When security professionals discover a threat, only a fifth (20 per cent) will share intelligence with the government. But over a third (40 per cent) will share details with a closed community of their trusted peers. On the other end of the spectrum, 43 per cent will only share information internally, and 10 per cent won’t share it with anyone at all.
Javvad Malik continues: “Ultimately people trust people – they don’t trust faceless organisations. This is especially true with threat intelligence when security professionals fear that they might damage their company’s brand and reputation by reporting a breach.
“One of the main factors we believe is behind this is that people worry about inadvertently sharing sensitive company information when they share threat intelligence. While this is a legitimate concern for many, it shouldn’t be a stopping point – many items such as hash values, suspicious IP addresses and domain names are shareable with relative ease and without exposing any internal information.”
When asked which specific types of attacks were of most concern to them, 43 per cent cited insider threats from disgruntled employees. 40 per cent were most concerned with hacktivists and 0-day exploits, and a third (30 per cent) were most concerned about state sponsored attacks.
Javvad Malik continues: “As nation-state attacks become more frequent, and reportedly become more involved in launching attacks against businesses, the role of the government becomes crucial. These types of attack are often politically motivated, and companies would benefit from access to improved intelligence about them. If no one shares, you won’t get good threat intelligence.”
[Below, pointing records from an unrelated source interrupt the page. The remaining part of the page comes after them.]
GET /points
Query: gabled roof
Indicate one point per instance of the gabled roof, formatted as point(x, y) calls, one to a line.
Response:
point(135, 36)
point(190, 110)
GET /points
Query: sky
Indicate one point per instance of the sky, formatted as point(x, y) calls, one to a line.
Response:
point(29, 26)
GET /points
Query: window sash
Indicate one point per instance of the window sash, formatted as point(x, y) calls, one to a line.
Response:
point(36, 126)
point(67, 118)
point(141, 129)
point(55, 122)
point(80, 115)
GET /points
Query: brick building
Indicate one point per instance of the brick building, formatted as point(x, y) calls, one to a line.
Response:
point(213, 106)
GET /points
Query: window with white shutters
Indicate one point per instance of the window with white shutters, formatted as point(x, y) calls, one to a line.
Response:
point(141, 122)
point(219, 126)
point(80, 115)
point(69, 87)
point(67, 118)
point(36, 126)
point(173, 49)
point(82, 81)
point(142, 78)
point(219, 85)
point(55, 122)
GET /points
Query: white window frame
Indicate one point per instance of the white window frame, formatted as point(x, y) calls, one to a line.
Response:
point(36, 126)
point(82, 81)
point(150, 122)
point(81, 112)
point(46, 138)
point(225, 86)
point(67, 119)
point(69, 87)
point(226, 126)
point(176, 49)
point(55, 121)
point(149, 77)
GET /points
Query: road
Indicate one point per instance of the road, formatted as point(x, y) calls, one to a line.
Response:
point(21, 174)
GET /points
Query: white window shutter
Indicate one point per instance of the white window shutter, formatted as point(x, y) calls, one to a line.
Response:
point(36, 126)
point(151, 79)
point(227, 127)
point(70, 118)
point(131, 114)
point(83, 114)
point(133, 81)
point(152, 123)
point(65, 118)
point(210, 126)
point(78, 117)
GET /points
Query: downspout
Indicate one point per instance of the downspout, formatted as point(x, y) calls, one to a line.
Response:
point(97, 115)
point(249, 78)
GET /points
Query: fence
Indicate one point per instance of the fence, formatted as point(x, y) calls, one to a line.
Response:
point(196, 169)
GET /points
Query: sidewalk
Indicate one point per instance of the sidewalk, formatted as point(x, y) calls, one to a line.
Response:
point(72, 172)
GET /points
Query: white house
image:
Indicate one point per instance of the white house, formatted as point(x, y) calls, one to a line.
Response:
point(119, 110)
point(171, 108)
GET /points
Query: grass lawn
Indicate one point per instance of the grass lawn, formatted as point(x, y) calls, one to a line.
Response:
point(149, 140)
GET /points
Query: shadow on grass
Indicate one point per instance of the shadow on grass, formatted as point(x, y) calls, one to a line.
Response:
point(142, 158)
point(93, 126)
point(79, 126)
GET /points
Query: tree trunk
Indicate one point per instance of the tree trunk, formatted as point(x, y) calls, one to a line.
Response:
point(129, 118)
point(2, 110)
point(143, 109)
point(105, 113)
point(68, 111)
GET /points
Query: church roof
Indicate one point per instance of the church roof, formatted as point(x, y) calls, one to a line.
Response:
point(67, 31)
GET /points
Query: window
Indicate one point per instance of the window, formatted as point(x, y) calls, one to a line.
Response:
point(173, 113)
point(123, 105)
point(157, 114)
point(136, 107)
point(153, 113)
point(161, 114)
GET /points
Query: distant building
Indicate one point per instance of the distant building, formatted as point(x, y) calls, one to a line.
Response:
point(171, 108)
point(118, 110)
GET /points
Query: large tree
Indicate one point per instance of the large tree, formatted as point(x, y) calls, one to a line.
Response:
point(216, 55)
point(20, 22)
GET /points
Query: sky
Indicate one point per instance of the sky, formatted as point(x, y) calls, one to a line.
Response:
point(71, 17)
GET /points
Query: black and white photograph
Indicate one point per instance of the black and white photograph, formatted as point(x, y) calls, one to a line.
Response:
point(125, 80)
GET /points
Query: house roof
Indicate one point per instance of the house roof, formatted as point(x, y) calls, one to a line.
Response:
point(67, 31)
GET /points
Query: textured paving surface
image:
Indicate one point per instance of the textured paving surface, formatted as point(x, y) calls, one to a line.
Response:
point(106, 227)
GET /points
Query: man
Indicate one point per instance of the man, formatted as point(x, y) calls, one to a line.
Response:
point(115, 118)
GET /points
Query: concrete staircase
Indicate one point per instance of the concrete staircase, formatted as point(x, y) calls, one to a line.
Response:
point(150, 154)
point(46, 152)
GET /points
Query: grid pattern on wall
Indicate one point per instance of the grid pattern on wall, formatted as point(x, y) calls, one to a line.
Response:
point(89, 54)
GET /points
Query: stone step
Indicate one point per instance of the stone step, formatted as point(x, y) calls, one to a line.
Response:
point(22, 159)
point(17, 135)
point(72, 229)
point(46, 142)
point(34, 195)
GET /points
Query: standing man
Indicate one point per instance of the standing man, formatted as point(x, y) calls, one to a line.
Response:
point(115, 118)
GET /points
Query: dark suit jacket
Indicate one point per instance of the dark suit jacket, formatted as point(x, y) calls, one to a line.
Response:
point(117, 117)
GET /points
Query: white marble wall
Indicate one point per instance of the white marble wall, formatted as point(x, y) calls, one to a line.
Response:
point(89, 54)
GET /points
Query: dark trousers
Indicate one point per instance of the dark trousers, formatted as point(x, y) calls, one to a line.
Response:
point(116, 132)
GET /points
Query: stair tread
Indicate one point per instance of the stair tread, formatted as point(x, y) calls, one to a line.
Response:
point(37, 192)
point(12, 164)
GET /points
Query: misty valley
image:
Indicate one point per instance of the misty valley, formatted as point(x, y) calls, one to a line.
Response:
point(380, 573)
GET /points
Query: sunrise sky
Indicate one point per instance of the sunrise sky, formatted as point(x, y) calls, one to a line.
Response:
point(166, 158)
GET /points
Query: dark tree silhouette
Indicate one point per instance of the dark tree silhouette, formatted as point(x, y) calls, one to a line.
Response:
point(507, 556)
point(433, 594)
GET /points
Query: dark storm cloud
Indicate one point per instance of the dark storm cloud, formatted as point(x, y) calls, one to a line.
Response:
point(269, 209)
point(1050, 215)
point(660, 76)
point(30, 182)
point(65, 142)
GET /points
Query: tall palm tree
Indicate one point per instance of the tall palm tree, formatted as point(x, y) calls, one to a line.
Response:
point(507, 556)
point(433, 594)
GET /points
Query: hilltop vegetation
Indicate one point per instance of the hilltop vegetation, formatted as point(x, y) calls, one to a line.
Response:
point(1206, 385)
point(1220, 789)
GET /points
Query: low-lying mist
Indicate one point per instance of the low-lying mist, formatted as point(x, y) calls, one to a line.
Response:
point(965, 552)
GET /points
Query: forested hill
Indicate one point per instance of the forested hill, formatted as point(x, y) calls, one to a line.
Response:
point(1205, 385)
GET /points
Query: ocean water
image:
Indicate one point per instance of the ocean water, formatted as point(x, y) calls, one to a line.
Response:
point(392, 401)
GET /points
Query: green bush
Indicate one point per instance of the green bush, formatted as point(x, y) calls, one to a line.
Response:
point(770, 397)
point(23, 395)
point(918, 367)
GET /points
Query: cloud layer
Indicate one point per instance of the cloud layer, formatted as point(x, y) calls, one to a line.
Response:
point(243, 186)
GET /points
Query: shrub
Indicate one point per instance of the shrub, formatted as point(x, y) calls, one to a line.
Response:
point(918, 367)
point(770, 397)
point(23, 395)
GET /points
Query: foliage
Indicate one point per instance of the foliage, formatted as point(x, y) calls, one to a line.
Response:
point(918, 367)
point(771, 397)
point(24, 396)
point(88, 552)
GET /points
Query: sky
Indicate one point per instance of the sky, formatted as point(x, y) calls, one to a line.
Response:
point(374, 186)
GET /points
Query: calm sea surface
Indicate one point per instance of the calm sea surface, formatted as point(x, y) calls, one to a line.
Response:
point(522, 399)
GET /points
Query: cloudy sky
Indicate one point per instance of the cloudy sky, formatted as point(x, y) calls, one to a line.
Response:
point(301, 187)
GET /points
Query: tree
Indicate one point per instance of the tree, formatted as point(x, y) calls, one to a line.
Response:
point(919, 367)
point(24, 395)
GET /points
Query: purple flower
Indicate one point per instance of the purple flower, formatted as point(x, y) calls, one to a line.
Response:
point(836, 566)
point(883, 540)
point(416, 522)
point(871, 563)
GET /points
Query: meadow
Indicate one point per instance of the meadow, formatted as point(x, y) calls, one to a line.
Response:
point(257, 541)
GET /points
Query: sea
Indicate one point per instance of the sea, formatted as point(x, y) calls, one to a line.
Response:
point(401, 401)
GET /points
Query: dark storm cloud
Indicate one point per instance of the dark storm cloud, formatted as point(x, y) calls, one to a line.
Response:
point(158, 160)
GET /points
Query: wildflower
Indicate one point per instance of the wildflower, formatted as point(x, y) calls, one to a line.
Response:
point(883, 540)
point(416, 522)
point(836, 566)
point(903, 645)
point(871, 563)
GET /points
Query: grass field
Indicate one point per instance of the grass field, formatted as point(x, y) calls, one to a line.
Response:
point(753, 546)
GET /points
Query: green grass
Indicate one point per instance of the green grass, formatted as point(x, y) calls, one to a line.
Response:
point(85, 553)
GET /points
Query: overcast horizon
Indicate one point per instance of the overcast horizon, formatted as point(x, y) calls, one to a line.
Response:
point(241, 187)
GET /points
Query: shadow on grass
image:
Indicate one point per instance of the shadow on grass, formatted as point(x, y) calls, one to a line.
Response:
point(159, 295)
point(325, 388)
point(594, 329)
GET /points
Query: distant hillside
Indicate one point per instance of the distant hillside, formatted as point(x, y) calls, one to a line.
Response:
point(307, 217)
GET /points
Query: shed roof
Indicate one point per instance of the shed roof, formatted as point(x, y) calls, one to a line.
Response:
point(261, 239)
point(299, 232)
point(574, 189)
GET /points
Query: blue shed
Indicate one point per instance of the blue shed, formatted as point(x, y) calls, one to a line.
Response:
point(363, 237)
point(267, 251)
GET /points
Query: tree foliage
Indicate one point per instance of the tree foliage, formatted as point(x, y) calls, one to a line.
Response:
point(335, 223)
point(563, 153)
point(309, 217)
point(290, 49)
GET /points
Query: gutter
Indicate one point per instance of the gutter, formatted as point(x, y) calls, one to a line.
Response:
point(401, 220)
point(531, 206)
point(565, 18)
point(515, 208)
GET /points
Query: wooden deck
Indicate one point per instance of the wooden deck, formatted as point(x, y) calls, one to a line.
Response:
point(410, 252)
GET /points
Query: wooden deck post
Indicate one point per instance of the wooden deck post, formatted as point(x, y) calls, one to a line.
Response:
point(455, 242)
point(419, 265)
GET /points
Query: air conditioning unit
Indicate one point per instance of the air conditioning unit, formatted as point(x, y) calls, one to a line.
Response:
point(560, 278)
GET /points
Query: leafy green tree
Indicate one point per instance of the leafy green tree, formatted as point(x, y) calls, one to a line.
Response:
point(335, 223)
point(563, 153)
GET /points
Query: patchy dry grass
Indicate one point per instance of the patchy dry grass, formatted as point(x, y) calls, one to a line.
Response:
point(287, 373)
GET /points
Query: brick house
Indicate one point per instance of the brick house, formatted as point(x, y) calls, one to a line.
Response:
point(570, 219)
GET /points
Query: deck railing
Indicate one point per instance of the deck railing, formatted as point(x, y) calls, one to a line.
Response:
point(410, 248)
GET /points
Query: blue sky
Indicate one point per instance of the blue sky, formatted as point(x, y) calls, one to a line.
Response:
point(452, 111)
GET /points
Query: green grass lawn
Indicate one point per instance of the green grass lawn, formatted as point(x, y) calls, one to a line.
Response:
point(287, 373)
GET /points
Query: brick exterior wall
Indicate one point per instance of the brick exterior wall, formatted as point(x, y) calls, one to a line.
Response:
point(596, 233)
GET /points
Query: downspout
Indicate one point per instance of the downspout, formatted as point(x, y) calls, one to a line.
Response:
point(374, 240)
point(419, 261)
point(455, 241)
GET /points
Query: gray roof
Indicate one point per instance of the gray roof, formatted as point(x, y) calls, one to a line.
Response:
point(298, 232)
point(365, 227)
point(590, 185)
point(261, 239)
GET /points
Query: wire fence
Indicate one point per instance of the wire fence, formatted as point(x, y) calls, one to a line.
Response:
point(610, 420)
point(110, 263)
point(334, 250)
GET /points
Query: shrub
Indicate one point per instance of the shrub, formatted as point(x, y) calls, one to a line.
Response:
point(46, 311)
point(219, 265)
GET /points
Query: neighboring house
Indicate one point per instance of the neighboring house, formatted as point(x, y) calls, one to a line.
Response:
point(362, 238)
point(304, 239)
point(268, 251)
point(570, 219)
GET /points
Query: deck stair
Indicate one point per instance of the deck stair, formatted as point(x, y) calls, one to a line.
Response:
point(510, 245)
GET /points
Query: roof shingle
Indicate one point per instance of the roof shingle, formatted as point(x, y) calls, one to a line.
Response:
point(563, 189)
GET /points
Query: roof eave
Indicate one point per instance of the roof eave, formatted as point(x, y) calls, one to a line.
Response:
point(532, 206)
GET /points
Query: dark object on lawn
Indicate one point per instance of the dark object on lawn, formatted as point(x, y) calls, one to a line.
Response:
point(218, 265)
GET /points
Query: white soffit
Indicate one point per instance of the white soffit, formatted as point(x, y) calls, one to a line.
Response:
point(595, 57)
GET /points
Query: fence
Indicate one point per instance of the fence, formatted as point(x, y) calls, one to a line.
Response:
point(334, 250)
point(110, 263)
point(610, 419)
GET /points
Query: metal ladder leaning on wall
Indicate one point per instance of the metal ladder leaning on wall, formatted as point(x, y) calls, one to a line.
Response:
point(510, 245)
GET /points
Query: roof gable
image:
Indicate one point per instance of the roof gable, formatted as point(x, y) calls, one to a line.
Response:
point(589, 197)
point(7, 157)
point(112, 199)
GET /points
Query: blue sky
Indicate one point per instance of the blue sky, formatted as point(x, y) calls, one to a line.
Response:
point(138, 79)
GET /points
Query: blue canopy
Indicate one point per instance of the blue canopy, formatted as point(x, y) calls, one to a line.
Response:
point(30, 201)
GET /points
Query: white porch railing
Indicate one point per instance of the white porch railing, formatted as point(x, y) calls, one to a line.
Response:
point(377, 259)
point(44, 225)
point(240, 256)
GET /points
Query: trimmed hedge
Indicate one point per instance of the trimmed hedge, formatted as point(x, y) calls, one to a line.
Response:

The survey also asked about the role of law enforcement and the role it has to play in post-breach analysis. Just under a fifth (19 per cent) of participants had called police and law enforcement agencies to help investigate a breach at their company. The vast majority (71 per cent) of those deemed the service provided to be effective, with only 13 per cent describing law enforcement response and support to be ineffective.
“As attacks become more prevalent, it’s not a matter of if organizations get attacked, but when,” Malik continues. “A robust view of the threat landscape allows companies to improve their own security posture, as well as that of their partner ecosystem, making it difficult for adversaries to undertake successful attacks repeatedly. But unless the government and private sectors can learn to trust each other and share intelligence effectively, our overall response is being slowed down.”